The proposal has been made by a leading energy consultant. If accepted, it would be the first ever move by Egypt to develop power plants using coal as feedstock.

The plant would be part of a wider energy park, which would include a coal-handling terminal and associated storage facilities. The estimated cost of the plant and coal-handling infrastructure is $6-7bn.

According to one source close to the project, the coal could be sourced through long-term fuel purchase agreements with South Africa and Poland.

The scheme is the latest evidence that Egypt is looking to develop new power generation abilities to supplement its gas-fired plants.

However, Cairo is reluctant to confirm the move towards coal as, by doing so, it would effectively confirm that the country is suffering from a shortage of gas.

“It is about politics,” says the source. “There is no gas in Egypt but no one can say coal unless the Petroleum Ministry says we don’t have gas.”

If the proposal is adopted by the government, some of the planned gas-fired capacity could be replaced by coal-fired power generation plants.

The Egyptian Electricity Holding Company’s current expansion programme envisages the addition of an average of 3,000MW of new capacity a year between 2013 and 2027.

Some officials have already indicated the possibility of using coal as feedstock for power plants.

“Oil production is declining and we don’t have new large supplies,” says Hafez el-Salmawy, managing director of the Egyptian Electric Utility & Consumer Protection Regulatory Agency, which regulates the country’s electricity sector.

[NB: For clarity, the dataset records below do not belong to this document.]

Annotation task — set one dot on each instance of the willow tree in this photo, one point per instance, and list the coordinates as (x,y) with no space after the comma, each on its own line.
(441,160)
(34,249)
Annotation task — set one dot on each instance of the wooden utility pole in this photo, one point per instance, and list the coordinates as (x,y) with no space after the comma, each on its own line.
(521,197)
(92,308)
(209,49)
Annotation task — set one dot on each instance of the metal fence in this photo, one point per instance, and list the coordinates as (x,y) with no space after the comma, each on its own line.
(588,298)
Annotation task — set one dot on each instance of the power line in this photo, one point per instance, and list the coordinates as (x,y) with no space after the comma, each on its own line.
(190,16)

“We are heading to an energy problem. We might go for other fossil fuels such as coal. We are suffering from a security of supply problem. Our gas supplies are not huge. Most of the reserves are in deep water so they are very expensive to develop.”

Egypt is already developing a nuclear power programme and a nuclear law is expected to be presented to parliament before the summer recess in June (see story right). However, the first 1,000MW nuclear plant will not come on line until 2017/18.

“Nuclear [power] takes time,” says a source close to the coal project. “[Coal] is the only option for Egypt.”

Egypt also plans to produce 20 per cent of its power from renewable sources by 2020.

Already, the country will need to bring a 1,500MW emergency power plant on line in 2011 to cover potential demand.

The new gas-fired combined-cycle plant will either be built in Giza, southwest of Cairo, or at Ain Mousa in the western Sinai.

Egypt is not the only country pursuing the coal option in the region. Morocco has already built coal-fired power plants and Dubai and Oman are both moving in this direction.